Skip to content

plotnine -nneed to work

ggplot2 is a very useful package in R for creating advanced plots. In Python, the plotnine library is used to create ggplot2-like plots. You can import the module using import plotnine as p9. Generating plots in ggplot2 (plotnine) follows a structured series of steps, which can be accomplished via:

  • initialize it
import plotnine as p9
CHD_plot=p9.ggplot(data=CHD)

  • Define aesthetics using aes and specify your arguments. The most important aesthetics include: x, y, alpha, color, colour, fill, linetype, shape, size, and stroke. To create variations of the plot with different parameters, you can assign it to a variable.
CHD_plot=CHD_plot + p9.aes(x='median_income', y='median_house_value')
# or CHD_plot=p9.ggplot(data=CHD,mapping=p9.aes(x='median_income', y='median_house_value'))
CHD_plot.show()

  • Specify what you want to display and use the + operator to add layers and customize your plot.
CHD_plot=CHD_plot+p9.geom_point()
CHD_plot.show()

You can easily add scale and define label:

CHD_plot=CHD_plot+ p9.geom_point(alpha=0.15)+ p9.xlab("median_income") +
 p9.ylab("median_house_value") + p9.scale_x_log10() + 
 p9.theme_bw()+ p9.theme(text=p9.element_text(size=10))

  • After creating your plot, you can save it to a file in your favourite format
CHD_plot = CHD_plot + p9.geom_point()
CHD_plot.save("CHD_plot.png", dpi=300)

bar chart

To generate a bar chart, you can use geom_bar()
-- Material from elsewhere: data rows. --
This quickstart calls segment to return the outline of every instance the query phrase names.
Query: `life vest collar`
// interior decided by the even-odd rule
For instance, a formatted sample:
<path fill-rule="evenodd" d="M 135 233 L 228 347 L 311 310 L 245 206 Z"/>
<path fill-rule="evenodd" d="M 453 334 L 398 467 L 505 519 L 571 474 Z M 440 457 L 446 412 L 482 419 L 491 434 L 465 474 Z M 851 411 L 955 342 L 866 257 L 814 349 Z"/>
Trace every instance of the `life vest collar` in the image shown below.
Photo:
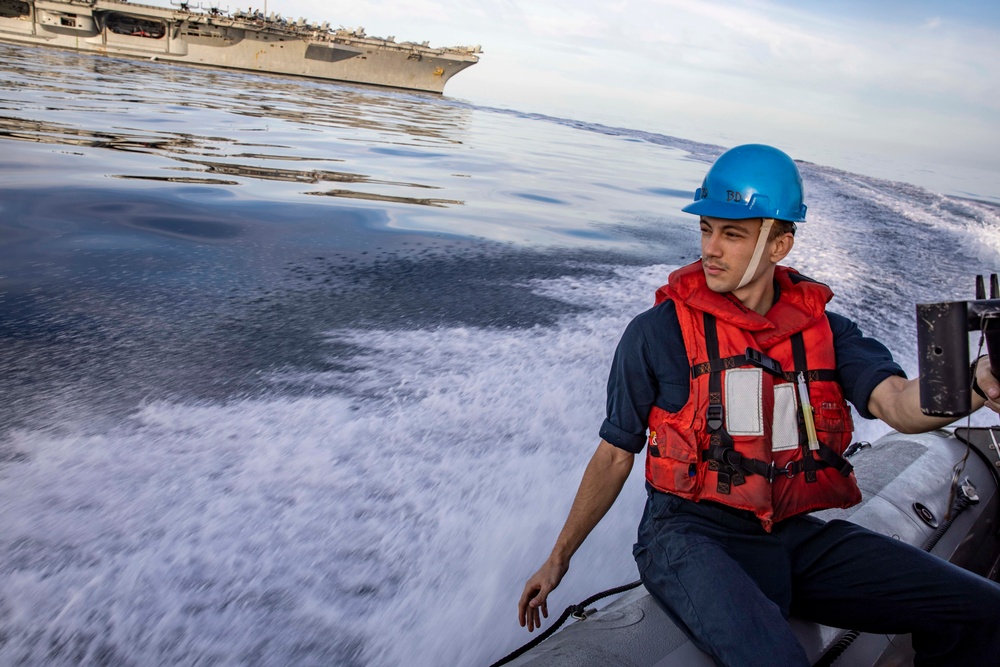
<path fill-rule="evenodd" d="M 732 292 L 720 294 L 708 289 L 698 260 L 670 274 L 669 282 L 656 291 L 656 303 L 673 299 L 710 313 L 750 332 L 766 349 L 822 319 L 825 305 L 833 298 L 829 287 L 800 276 L 787 266 L 776 266 L 774 279 L 780 297 L 766 315 L 760 315 L 744 306 Z"/>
CHD_bar=(p9.ggplot(data=CHD,mapping=p9.aes(x='famlev'))+ p9.geom_bar())

Plotting distributions

  • A boxplot can be created using geom_boxplot():
CHD_dist=(p9.ggplot(data=CHD,
           mapping=p9.aes(x='famlev',
                          y='median_income'))
    + p9.geom_boxplot()
    + p9.scale_y_log10()
 )

  • To add points behind the boxplot, you can use geom_jitter() to plot the points with some random noise to avoid overlapping points. This will create a visual representation of the data points behind the boxplot. Here's an example:
CHD_dist=(p9.ggplot(data=CHD,
           mapping=p9.aes(x='famlev',
                          y='median_income'))
    + p9.geom_boxplot()
    + p9.geom_jitter(alpha=0.1, color="green")
    + p9.scale_y_log10()
 )